It's Still Not Funny: Thoughts on Sexist Jokes
From the title, the perception is almost expected. Another angry woman is writing a post. The underlying purpose of a joke is to amuse, while humor speaks of how something can cause amusement or be comical. With the definition out of the way, if a “go make me a sandwich” joke is only funny to a small proportion of people, we have to stop and question the legitimacy of the joke itself.
Some jokes are not universal. Making racist “jokes” can be funny in one group. If one person and other like-minded individuals were asked to make the same joke facing the entire population the joke encompasses and their supporters, they are unlikely to in fear of what would befall them. But somehow, when it is women and other marginalized groups, there seem not to be a similar reverence.
“It is just a joke,” and other dismissive remarks prove a point, but not the one the person intends. Dismissing a woman’s reaction, feeling and subsequent thoughts is the refusal to accept most of their humanity, especially if more than one woman (and other men) has pointed out the sexism in the joke. It also shows that the person cannot, or will not make a critical assessment of what makes the joke, well, offensive.

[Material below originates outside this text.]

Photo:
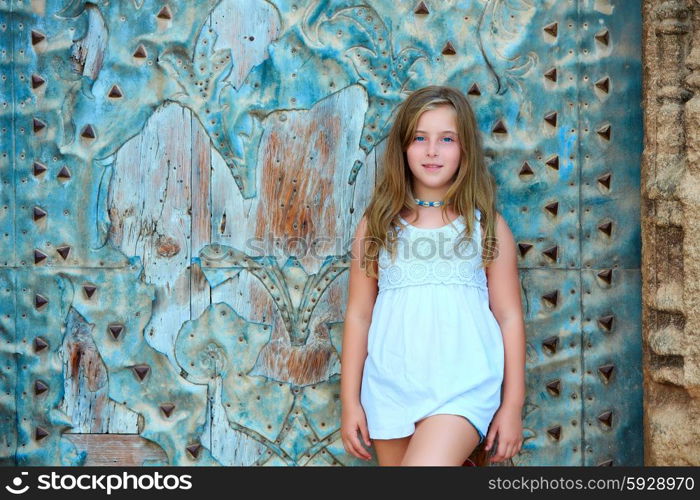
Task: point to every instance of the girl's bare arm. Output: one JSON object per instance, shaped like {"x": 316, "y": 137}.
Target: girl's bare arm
{"x": 506, "y": 305}
{"x": 362, "y": 294}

However, we need also to address the women. “Locker room banter” found some defending perpetrators as “just being boys” and it being normal. The narrative is the same happens everywhere; from a men’s barber shop Toronto has, to the men’s club in South Africa. The argument is, therefore, this: slavery, women’s inability to vote, segregation, ethnic cleansing, and religious wars were also once considered “normal.” The brushing off of something under the rug because it is the norm does not make it right. What it instead shows is the lack of moral courage to call a spade a spade, not a big spoon.

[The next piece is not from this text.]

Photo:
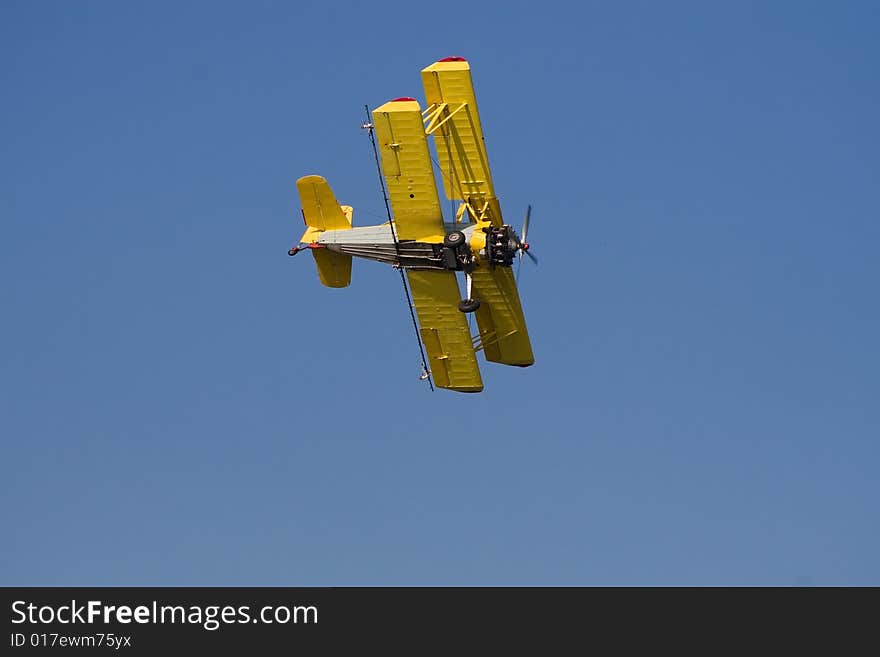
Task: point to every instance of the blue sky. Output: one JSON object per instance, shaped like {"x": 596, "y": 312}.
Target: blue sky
{"x": 183, "y": 404}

Perhaps these thoughts are in an echo chamber; maybe they will fall on the ears of those who can bring change. What the fact remains is that women cannot be complacent when it comes to correcting the men around us. While the responsibility of not telling a sexist joke falls on the person saying it, more women need to call it out and not stay silent. It is understandable that a lot of women have been taunted into silence, but conforming is more damaging. It affirms to the speaker they are right, or they can get away with it.
To the speaker still; sexist jokes are not funny. They have never been. They are an indication of their “okay-ness” with stereotyping, being discriminatory and prejudice towards women. If you are going to make a sexist joke at least own what you are. A sexist.